BD 24 Horas – URGENTE
Recurso que pode cassar a chapa do PSD em Bom Despacho tem reviravolta, e julgamento final é marcado para 17 de dezembro
📰 Contexto do processo
O processo que pode levar à cassação da chapa do PSD em Bom Despacho — formada pelos vereadores Chapola, Maique da Educação e João Eduardo — tomou um rumo inesperado após a sessão de ontem, quarta-feira, no Tribunal Regional Eleitoral. A sentença da juíza da Comarca de Bom Despacho havia sido pela improcedência do pedido, mas o resultado agora passa a depender de um novo debate técnico no TRE. Até a sessão, o relator defendia que os áudios enviados por WhatsApp deveriam ser desconsiderados, tratando-os como provas ilícitas. Porém, o desembargador Cássio Henrique Perpétuo Braga apresentou um voto longo e fundamentado, mudando a perspectiva do julgamento. Ele não discutiu o conteúdo dos áudios em si, mas a forma correta de valorar esse tipo de prova.

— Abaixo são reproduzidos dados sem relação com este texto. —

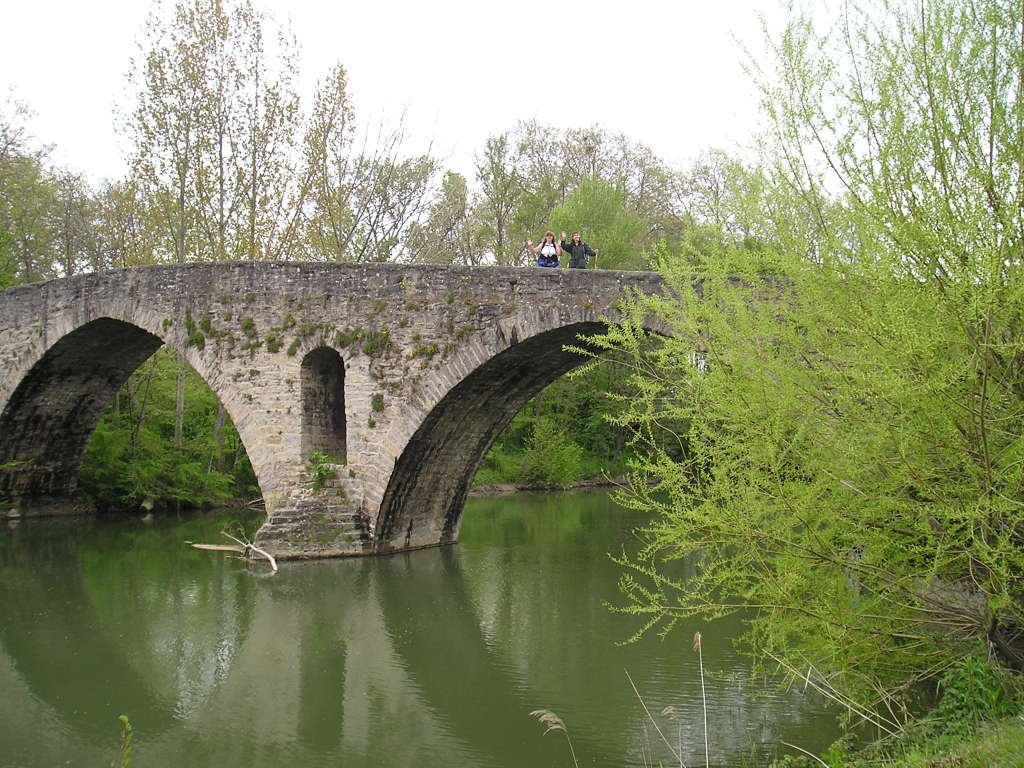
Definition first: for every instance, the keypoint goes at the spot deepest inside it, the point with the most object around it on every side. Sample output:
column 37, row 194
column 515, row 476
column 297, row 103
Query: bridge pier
column 396, row 379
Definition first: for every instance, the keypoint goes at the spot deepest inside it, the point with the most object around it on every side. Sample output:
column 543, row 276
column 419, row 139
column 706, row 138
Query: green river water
column 434, row 657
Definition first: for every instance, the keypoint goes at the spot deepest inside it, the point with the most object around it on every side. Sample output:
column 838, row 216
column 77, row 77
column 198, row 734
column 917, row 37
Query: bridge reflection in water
column 431, row 657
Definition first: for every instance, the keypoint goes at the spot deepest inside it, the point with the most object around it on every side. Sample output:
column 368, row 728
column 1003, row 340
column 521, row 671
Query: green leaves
column 843, row 399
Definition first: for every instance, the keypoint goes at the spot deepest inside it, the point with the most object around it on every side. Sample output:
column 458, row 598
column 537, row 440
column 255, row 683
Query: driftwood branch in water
column 242, row 548
column 250, row 548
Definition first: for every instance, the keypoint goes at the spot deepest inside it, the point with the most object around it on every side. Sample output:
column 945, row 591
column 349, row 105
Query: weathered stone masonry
column 409, row 373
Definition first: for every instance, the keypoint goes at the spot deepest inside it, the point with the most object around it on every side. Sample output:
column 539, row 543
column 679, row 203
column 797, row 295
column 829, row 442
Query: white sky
column 667, row 74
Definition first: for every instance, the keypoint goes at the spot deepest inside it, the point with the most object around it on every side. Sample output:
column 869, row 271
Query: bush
column 552, row 458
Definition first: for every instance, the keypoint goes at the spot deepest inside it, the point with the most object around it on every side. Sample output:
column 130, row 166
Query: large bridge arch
column 386, row 364
column 441, row 457
column 65, row 385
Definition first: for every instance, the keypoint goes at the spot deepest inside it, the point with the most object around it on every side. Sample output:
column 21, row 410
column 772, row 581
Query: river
column 434, row 657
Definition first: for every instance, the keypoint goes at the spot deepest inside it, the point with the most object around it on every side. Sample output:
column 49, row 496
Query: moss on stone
column 377, row 342
column 347, row 337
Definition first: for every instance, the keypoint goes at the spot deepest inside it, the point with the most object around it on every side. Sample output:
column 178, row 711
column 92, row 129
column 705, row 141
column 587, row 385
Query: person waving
column 548, row 252
column 579, row 251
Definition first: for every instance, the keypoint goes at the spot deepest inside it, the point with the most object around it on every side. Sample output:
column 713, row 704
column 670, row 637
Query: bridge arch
column 324, row 416
column 441, row 458
column 64, row 390
column 410, row 372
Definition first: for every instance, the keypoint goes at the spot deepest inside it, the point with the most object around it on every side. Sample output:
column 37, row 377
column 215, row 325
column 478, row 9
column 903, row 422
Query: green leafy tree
column 358, row 202
column 597, row 210
column 835, row 431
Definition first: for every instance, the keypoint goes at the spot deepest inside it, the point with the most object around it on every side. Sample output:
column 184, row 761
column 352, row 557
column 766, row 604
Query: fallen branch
column 250, row 548
column 246, row 549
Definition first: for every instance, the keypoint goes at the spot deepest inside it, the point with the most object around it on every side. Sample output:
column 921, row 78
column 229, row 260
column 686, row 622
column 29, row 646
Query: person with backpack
column 579, row 251
column 548, row 252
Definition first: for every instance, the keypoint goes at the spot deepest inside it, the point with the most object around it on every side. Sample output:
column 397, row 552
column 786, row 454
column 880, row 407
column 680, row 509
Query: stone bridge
column 404, row 375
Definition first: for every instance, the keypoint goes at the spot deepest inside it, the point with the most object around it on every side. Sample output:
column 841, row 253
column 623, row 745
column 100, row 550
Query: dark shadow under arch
column 431, row 478
column 323, row 377
column 48, row 420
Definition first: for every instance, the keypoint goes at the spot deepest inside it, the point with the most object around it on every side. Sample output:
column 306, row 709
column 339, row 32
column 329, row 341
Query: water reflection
column 433, row 657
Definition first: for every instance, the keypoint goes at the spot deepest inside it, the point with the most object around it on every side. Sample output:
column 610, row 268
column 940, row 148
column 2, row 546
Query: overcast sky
column 668, row 74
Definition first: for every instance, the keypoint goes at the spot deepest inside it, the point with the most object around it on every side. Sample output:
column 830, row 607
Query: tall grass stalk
column 555, row 723
column 704, row 695
column 890, row 727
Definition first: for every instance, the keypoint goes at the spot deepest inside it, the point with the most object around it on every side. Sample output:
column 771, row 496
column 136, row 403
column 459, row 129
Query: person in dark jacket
column 579, row 251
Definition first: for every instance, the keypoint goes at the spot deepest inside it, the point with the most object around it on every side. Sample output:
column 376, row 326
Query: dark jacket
column 578, row 254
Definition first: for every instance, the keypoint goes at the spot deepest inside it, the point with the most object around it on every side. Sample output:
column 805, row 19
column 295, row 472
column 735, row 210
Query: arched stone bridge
column 409, row 372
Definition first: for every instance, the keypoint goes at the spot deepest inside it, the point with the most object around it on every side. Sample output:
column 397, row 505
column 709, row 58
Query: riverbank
column 997, row 743
column 507, row 488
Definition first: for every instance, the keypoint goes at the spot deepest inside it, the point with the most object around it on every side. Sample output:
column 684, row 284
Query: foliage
column 597, row 210
column 322, row 469
column 128, row 458
column 552, row 458
column 834, row 426
column 976, row 690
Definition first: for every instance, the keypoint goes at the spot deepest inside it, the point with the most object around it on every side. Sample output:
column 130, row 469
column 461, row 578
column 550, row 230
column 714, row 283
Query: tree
column 501, row 190
column 357, row 205
column 448, row 235
column 847, row 412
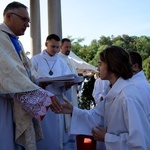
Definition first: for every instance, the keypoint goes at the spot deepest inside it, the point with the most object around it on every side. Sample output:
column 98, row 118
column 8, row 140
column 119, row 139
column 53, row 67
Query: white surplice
column 101, row 88
column 16, row 84
column 53, row 125
column 122, row 115
column 143, row 86
column 74, row 88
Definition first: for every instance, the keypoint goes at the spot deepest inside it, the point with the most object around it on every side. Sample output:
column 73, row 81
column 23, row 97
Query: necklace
column 50, row 72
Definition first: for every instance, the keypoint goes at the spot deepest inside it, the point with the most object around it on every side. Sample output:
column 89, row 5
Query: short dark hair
column 13, row 5
column 118, row 61
column 136, row 59
column 52, row 36
column 65, row 40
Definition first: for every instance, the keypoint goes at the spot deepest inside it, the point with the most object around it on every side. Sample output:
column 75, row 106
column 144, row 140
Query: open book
column 60, row 80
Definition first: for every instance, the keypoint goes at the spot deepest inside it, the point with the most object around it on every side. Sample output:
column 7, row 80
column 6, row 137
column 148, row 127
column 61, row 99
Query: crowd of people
column 40, row 116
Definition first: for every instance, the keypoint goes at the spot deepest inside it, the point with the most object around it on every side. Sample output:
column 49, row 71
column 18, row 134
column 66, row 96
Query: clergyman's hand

🎧 O ponto central: áudio enviado no WhatsApp é prova documental
O magistrado explicou a diferença entre gravações clandestinas e mensagens enviadas voluntariamente por aplicativos. Gravações ambientais são clandestinas porque registram conversas síncronas e instantâneas; já uma mensagem enviada pelo WhatsApp é assincrônica, gravada intencionalmente e enviada de forma voluntária. Segundo o desembargador: “Um arquivo de áudio de mensagem do WhatsApp não difere de outras provas documentais.” Ele destacou que quem envia a mensagem não pode alegar expectativa de confidencialidade, comparando ao envio de uma carta: “O destinatário de uma carta ou terceiro a quem ele a repassou pode utilizá-la em juízo independentemente da autorização do emitente.”
⚖️ Licitude da prova
O entendimento do desembargador reforça uma orientação consolidada pelo Tribunal Superior Eleitoral (TSE) há muitos anos: mensagens digitais enviadas voluntariamente, incluindo áudios de WhatsApp, podem ser utilizadas como prova em processos eleitorais, desde que respeitados os direitos fundamentais das partes e os limites legais de obtenção da prova. Ou seja, a prova digital não é ilícita automaticamente; deve-se avaliar a forma de obtenção, a relevância para o caso e a intenção de quem a enviou. Esse entendimento é importante para garantir que instrumentos digitais não sejam descartados injustamente, preservando a transparência e a segurança jurídica nas ações eleitorais.
📄 A referência ao áudio do processo
Para exemplificar, o desembargador mencionou um dos arquivos juntados ao processo, nomeado como “Marli afirma Acir entregou 10 mil”, no qual a própria Marli diz que Acir teria levado para ela R$ 10.000. O objetivo da citação não foi julgar a veracidade do conteúdo naquele momento, mas mostrar que esse tipo de material não pode ser descartado automaticamente como prova.
❌ Crítica à decisão local
O desembargador apontou que a sentença de Bom Despacho tratou todos os áudios como gravações clandestinas sem distinção, algo que, segundo ele, não atende ao que determinam os artigos 429 e 439 do Código de Processo Civil, pois: não houve impugnação específica dos arquivos, apenas alegações genéricas.
⏳ Próximo passo: novo pedido de vista
Após a divergência apresentada, o juiz Vinícius Diniz Monteiro de Barros — também integrante do julgamento — pediu vista para analisar o assunto com mais profundidade. Com isso, o Tribunal marcou a data decisiva:
📅 Julgamento final: 17 de dezembro
🌟 O que está em jogo para Bom Despacho
O resultado pode afetar diretamente os mandatos de Chapola, Maique da Educação e João Eduardo, além de definir um possível precedente para o uso de mensagens digitais como prova em ações eleitorais em Minas Gerais. A discussão, embora técnica, pode influenciar a transparência e a responsabilidade no exercício do poder público, especialmente quando envolve recursos, campanhas e o uso do mandato. O BD 24 Horas acompanhará tudo de perto.